Kwee Ceng menyingkirkan tangan kirinya yang hendak disambar itu, berbareng dengan itu, tangan kanannya menikam. Pada tangan kanan ini ia mencekal pisau belatinya. Tepat pisau ini menancap di tenggorokan ikan. Tapi ikan lagi berlompat, pisau itu nyrempet ke bawah sampai di perutnya, hingga dia seperti terbelek. Segera ia mati, perutnya udal-udalan, darahnya mengalir ke luar.

Waktu itu Ang Cit Kong dan Ciu Pek Thong juga telah dapat membinasakan masing-masing seekor lagi, hanya kali ini, Pek Thong merasakan dadanya sakit. Ini sebab sakitnya belum pulih bekas dihajar Oey Yok Su. Tapi ia tertawa ketika ia berkata:

“Pengemis tua, adik Kwee, maaf, tidak dapat aku menemani kau lebih lama lagi. Hendak aku berangkat lebih dulu ke perutnya si cucut!" Habis berkata, Pek Thong berpaling, justru ia melihat sebuah layar putih dan besar lagi mendatangi.

Cit Kong juga sudah lantas mendapat lihat layar itu, bahkan segera mengenali kayar perahunya Auwyang Hong. Tiga orang ini mendapat harapan, maka semangat mereka seperti terbangun. Kwee Ceng mendekati Pek Thong, untuk membantu kakak angkatanya itu.

Lekas sekali, perahu besar telah tiba, dari situ lantas dikasih turun dua perahu kecil, untuk menolongi tiga orang itu. Pek Thong memuntahkan darah tetapi ia masih bicara sambil tertawa, suatu tanda nyalinya sangat besar, kematian dipandang sebagai berpulang…. Ia menunjuk kepada kawanan hiu itu dan mencaci maki kalang kabutan.

Auwyang Hong dan keponakannya menyambut di kepala perahunya. Hati mereka gentar menyaksikan di laut situ berkumpul demikian banyak ikan hiu itu…. Tapi Auwyang Hong menjadi ketarik hatinya. Ia suruh beberapa orangnya memancing, umpannya daging, maka lekas sekali mereka dapat mengail delapan ekor ikan ganas itu.

"Bagus!" tertawa Ang Cit Kong sambil menuding ikan itu. "Kau tidak dapat gegares kami, sekarang kamilah yang bakal gegares dagingmu!"

Auwyang Kongcu tertawa. "Keponakanmu mempunyai daya untuk peehu membalas sakit hati!" katanya.

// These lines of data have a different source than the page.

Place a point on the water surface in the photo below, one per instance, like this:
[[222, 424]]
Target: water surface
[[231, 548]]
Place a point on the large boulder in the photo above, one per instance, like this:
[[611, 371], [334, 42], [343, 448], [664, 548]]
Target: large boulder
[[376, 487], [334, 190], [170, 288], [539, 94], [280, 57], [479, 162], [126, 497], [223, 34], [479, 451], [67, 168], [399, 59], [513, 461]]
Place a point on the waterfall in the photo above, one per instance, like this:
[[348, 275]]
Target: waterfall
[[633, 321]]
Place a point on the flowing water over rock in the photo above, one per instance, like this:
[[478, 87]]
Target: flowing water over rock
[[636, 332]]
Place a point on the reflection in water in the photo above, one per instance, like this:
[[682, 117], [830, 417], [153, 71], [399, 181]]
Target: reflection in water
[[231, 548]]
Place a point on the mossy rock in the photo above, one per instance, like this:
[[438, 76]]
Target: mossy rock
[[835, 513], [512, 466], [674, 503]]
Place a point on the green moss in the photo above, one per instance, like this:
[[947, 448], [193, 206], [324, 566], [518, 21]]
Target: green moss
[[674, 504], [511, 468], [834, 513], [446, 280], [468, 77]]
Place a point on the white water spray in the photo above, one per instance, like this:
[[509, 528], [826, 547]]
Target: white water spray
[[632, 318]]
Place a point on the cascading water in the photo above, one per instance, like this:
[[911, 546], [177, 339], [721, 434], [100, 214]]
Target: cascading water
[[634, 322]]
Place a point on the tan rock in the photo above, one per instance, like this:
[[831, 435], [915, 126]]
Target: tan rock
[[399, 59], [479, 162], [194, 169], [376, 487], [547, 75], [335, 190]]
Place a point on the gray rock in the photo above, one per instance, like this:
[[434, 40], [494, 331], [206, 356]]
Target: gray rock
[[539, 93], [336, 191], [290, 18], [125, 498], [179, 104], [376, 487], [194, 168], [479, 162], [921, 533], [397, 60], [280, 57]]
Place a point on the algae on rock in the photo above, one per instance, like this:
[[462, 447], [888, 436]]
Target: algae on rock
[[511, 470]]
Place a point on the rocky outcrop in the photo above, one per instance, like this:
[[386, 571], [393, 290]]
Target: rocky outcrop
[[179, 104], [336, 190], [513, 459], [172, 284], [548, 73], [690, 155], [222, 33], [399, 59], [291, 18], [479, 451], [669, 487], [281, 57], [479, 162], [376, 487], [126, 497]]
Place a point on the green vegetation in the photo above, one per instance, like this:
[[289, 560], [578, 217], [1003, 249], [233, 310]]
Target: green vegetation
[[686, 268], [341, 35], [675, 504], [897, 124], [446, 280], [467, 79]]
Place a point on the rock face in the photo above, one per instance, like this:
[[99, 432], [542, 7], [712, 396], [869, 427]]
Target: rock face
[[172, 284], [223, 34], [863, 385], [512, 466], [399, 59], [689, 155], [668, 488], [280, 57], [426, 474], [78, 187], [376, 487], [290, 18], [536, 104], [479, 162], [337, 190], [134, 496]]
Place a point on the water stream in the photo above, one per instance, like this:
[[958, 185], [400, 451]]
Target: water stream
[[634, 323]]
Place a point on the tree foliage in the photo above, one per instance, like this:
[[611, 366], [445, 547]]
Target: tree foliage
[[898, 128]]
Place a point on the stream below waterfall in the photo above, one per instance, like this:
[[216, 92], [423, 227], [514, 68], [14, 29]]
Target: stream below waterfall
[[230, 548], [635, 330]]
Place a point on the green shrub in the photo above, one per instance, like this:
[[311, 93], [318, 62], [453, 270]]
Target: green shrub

Ia perintah orangnya mengambil bambu, yang terus diraut lancip dan tajam, kemudian dengan tombak mulut ikan dipentang, tonggak bambu itu dikasih masuk ke dalam mulut ikan, yang akhirnya dilepas pulang ke laut.

"Inilah cara untuk membikin mereka selamanya tidak dapat makan!" berkata si anak muda sambil tertawa. "Berselang delapan atau sepuluh hari, mereka bakal mampus dengan sendirinya!"

"Inilah kekejaman!" pikir Kwee Ceng. "Cuma kau yang dapat memikir akal ini. Ikan yang doyan gegares ini bakal mati kelaparan, sungguh hebat!"

Ciu Pek Thong melihat sikap tak puas dari Kwee Ceng, ia tertawa dan berkata: "Anak, kau tidak puas dengan cara ini, kejam sekali bukan? Ini dia yang dibilang, kalau pamannya jahat mesti keponakannya jahat juga."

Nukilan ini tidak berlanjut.